Thursday, 13 February 2014
Notes From an Aspiring Non-Fiction Author (Part 1) - Creativity
Back in May of last year, I started writing my first book, a non-fiction which focuses on one aspect of the story of the War of 1812. Once completed and hopefully published, you will find a very enthusiastic and positive review of it on this blog. Now that I am, what I figure to be more than three quarters of the way through it, I am going to start writing about some of my thoughts and challenges about writing non-fiction.
Some would say that writing a fiction is easier than writing a non-fiction. That is nonsense. Both have an equal number of challenges, just different ones. In these posts, I plan to talk about some aspects of non-fiction writing which pose certain challenges to the aspiring author (me). Today I will focus on writing about history creatively.
Of course, in writing about history, the author is writing about real events, so as much as they (I) would like to, the author cannot embellish on the facts. As much as the writer may wish to add details to an event, if they haven't found any evidence to support their story, they shouldn't write it. For instance, I came across a quote I wished to use that was shouted out in Potawatomi, Oh Nichee wah!

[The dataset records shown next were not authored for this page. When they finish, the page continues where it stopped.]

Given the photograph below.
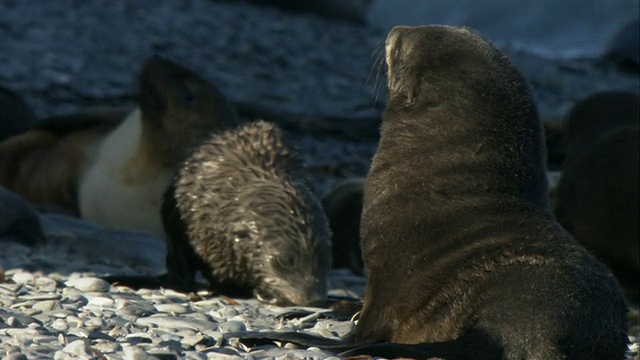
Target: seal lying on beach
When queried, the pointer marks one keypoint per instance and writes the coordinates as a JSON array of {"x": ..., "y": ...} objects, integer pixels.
[
  {"x": 44, "y": 164},
  {"x": 133, "y": 166},
  {"x": 598, "y": 193},
  {"x": 234, "y": 214},
  {"x": 465, "y": 259},
  {"x": 111, "y": 165}
]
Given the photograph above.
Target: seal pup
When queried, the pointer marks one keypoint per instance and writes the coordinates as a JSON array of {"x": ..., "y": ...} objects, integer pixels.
[
  {"x": 462, "y": 250},
  {"x": 233, "y": 213},
  {"x": 465, "y": 259},
  {"x": 343, "y": 206},
  {"x": 598, "y": 195},
  {"x": 133, "y": 166}
]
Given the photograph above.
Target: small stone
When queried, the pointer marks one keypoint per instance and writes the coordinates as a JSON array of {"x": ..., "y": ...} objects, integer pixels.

One author interpreted it one way (Oh brother, desist), another a little different (Oh brother, don't do it!), yet another (Oh brother, quit!). Even though I don't speak Potawatomi, I felt both missed the correct interpretation (a little arrogant of me, don't you think!). I had a better one ... only in reality as much as it would have better suited the telling of the story, I had no proof that my interpretation was correct (I still think it is), so after more extensive research, went with one of the above.
History does not need to be dry, boring, and just a regurgitation of the facts. I have read too many of these types of books. With some creativity, it can be written to be entertaining, exciting and stay true to all the facts of the story. In fact, when writing about history, the author is telling the story. No need to embellish or exaggerate the facts, just be creative and tell the story in an entertaining way. Pierre Berton was the absolute best at this.
Berton's gift was being able to write about any subject and being able to place the reader right into the middle of the action. I have read over a dozen books and for this project of mine use his books, The Invasion of Canada and Flames Across the Border, not only as research, but to inspire me. I do all my research, then read his version last before I start to write. New research found since he first published these books in the early nineteen eighties have changed some of the facts, but his writing is so fabulous and exciting, and is just what I wish to bring into my own writing, but in my own style.
Reading his works before I write my own is a double edged sword. I get so much excitement seeing how he has put together, so wonderfully, many of the facts and quotes from the documents that I myself have read. This to me is so inspiring, yet at the same time a little humbling. That's the other side of the sword. I will read his interpretation, set down the book and feel a little overwhelmed, wondering if I could ever really be that good.
The only way to find out is to research, write and hope that a publisher will find my book stylish and interesting enough to put it out to the market.